Each SNES installment also had a Game Boy counterpart; Donkey Kong Land, Donkey Kong Land 2, and Donkey Kong Land III. The Land games translated the pre-rendered graphics of its sister series as well as it could to the Game Boy's small, monochrome screen and usually featured new levels.

A Racing Game Spin-Off appeared as Diddy Kong Racing. There was to be a sequel to Diddy Kong Racing called Donkey Kong Racing (go figure), but Rare's contract with Nintendo for usage of the Donkey Kong franchise ran out. Then Rare got bought out by Microsoft, demolishing any remaining hope that the contract might be renewed.

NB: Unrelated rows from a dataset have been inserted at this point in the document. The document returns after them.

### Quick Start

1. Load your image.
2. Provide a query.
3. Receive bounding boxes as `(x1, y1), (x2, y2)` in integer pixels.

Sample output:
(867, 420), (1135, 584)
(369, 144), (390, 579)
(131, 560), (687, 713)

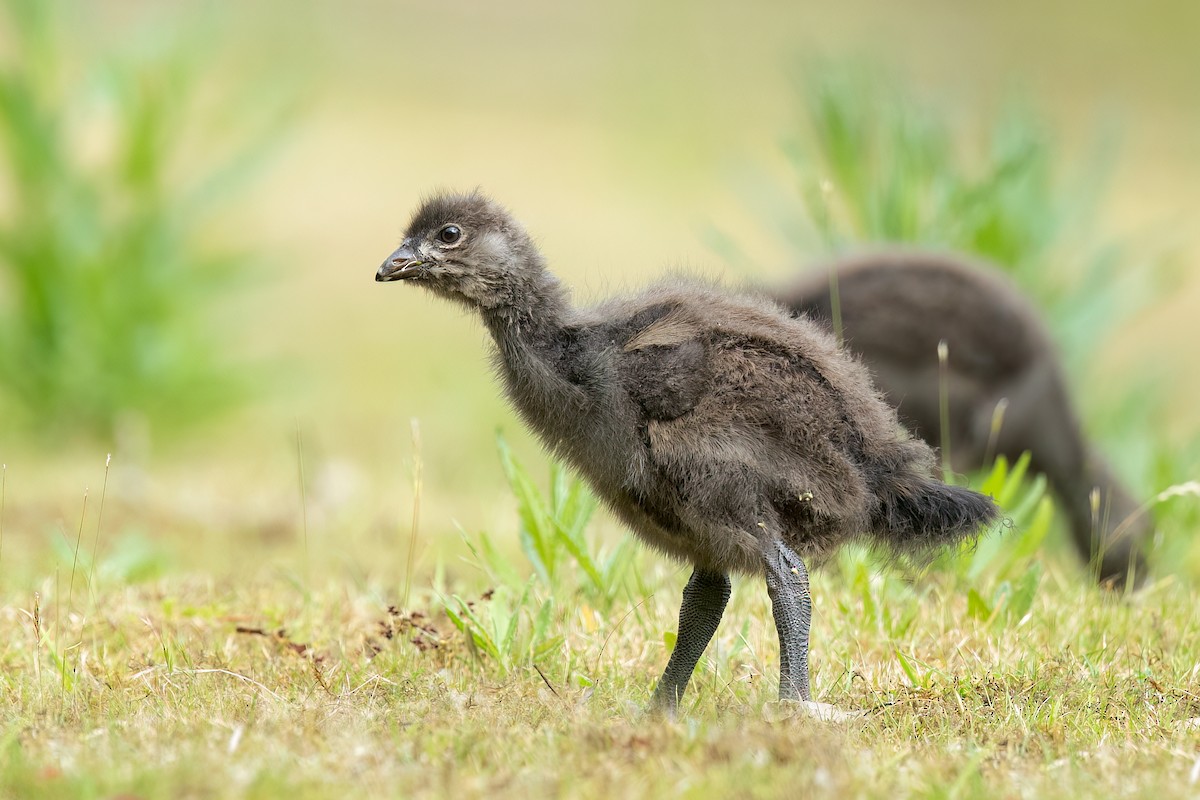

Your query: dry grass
(0, 513), (1200, 799)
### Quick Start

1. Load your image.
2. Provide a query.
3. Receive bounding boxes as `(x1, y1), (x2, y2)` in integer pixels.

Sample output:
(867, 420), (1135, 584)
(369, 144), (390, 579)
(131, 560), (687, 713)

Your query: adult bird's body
(376, 194), (996, 708)
(776, 249), (1153, 589)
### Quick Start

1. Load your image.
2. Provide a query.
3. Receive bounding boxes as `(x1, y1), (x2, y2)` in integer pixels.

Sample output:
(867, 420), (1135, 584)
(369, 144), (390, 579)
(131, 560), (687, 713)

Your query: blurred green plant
(0, 0), (278, 440)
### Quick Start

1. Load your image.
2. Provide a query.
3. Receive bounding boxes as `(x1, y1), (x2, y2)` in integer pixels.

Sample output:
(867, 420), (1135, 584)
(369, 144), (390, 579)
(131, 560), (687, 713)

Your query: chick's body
(497, 282), (932, 573)
(376, 194), (996, 709)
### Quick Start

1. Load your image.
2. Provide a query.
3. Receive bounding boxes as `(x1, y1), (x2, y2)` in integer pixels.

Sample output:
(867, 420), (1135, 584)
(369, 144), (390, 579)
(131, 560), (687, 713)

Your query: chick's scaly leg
(653, 567), (730, 711)
(763, 540), (812, 700)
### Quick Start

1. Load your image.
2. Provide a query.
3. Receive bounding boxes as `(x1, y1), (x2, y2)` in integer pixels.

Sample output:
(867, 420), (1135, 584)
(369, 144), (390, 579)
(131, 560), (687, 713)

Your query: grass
(0, 445), (1200, 799)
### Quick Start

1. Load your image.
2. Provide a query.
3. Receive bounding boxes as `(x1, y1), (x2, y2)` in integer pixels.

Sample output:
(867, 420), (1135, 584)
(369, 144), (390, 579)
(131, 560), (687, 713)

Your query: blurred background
(0, 0), (1200, 582)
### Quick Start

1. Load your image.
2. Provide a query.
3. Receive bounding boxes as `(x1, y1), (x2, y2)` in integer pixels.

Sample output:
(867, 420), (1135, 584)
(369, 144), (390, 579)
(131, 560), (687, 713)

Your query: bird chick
(775, 249), (1154, 589)
(376, 193), (997, 711)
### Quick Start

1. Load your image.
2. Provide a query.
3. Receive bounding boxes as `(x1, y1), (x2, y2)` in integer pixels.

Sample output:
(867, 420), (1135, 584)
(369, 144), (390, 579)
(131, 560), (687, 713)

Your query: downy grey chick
(376, 193), (997, 710)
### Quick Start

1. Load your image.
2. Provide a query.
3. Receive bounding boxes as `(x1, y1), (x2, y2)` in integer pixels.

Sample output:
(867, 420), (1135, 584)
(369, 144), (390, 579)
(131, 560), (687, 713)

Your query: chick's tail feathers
(874, 475), (1000, 552)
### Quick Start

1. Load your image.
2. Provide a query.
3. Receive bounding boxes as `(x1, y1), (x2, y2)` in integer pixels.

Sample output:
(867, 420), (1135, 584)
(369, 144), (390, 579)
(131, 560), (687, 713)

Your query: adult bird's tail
(874, 473), (1000, 552)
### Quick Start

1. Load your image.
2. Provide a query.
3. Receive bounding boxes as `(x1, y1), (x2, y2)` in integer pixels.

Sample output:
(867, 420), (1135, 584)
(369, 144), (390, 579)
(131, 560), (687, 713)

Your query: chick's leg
(763, 539), (812, 700)
(653, 567), (730, 712)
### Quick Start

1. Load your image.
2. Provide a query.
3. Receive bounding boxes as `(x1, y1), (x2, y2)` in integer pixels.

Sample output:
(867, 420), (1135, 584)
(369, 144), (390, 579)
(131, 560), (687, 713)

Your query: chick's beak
(376, 242), (422, 283)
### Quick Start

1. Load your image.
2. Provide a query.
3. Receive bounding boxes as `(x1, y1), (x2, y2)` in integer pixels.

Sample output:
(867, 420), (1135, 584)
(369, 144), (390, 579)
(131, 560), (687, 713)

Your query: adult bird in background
(774, 248), (1153, 589)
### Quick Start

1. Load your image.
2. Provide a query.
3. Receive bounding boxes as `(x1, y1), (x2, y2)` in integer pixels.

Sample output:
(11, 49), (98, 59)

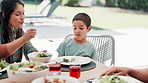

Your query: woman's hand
(22, 29), (36, 42)
(100, 67), (129, 76)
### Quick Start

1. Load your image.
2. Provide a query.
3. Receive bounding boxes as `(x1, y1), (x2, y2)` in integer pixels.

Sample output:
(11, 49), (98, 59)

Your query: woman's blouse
(0, 27), (37, 63)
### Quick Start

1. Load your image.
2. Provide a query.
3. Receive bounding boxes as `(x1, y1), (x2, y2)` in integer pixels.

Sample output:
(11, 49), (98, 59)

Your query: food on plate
(99, 75), (128, 83)
(0, 60), (9, 71)
(36, 52), (52, 57)
(63, 58), (75, 63)
(10, 62), (48, 72)
(44, 78), (66, 83)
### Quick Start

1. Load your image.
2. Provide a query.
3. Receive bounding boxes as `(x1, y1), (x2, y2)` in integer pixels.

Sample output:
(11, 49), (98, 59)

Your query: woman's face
(73, 20), (91, 40)
(9, 4), (25, 29)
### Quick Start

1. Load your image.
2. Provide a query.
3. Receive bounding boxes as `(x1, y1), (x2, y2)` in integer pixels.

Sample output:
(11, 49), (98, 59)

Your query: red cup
(49, 63), (61, 75)
(69, 65), (81, 79)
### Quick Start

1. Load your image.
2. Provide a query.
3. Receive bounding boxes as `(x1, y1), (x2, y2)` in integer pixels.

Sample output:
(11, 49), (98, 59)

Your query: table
(0, 59), (143, 83)
(0, 59), (109, 83)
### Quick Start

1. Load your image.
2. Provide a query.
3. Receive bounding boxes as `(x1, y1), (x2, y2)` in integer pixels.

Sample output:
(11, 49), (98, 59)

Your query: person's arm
(100, 67), (148, 83)
(128, 69), (148, 83)
(0, 29), (36, 58)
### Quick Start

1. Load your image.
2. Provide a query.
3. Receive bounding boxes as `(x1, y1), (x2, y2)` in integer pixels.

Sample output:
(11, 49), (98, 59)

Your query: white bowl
(7, 63), (49, 83)
(31, 76), (81, 83)
(28, 52), (53, 62)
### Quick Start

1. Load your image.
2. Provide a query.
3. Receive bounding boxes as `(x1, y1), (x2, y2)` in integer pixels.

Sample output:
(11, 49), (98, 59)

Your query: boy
(57, 13), (97, 60)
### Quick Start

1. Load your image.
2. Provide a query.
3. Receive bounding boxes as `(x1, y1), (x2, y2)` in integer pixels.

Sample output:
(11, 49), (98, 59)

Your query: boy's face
(72, 20), (91, 40)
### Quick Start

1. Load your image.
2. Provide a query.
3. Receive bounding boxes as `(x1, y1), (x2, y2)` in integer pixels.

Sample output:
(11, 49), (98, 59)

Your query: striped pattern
(0, 27), (37, 63)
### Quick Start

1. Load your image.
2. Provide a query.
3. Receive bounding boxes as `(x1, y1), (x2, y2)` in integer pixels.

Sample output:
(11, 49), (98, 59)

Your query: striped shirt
(0, 27), (37, 63)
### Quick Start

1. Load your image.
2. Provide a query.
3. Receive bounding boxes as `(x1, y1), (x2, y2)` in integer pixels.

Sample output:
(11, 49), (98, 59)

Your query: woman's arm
(0, 29), (36, 58)
(128, 69), (148, 83)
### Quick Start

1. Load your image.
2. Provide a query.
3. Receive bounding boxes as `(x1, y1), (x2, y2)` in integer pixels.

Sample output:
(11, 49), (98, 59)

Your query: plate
(31, 76), (80, 83)
(55, 56), (91, 65)
(92, 76), (141, 83)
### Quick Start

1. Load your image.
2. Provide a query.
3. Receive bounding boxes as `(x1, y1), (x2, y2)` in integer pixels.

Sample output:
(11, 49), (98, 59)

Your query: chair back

However, Nintendo did toy with the franchise for a while, producing the Donkey Konga trilogy of rhythm games with Namco as well as Donkey Kong Jungle Beat, an action-platformer that is not set in the DKC continuity, but is nevertheless very reminiscent of its style. Following this, they handed the character over to Paon, a company that produced DK: King of Swing for the Game Boy Advance, Donkey Kong Barrel Blast for the Wii, and DK: Jungle Climber for the DS.

Donkey Kong Country also had a short-lived French CGI-animated series based off it; several elements from this show ended up in Donkey Kong 64. Information on the series can be found here.

In 2010, Nintendo and Retro Studios of Metroid Prime fame released Donkey Kong Country Returns, a revival of the series with 2.5D graphics for the Wii, with a later remake to the Nintendo 3DS. A sequel called Donkey Kong Country: Tropical Freeze was released in early 2014 on the Wii U and received a port for the Nintendo Switch in 2018.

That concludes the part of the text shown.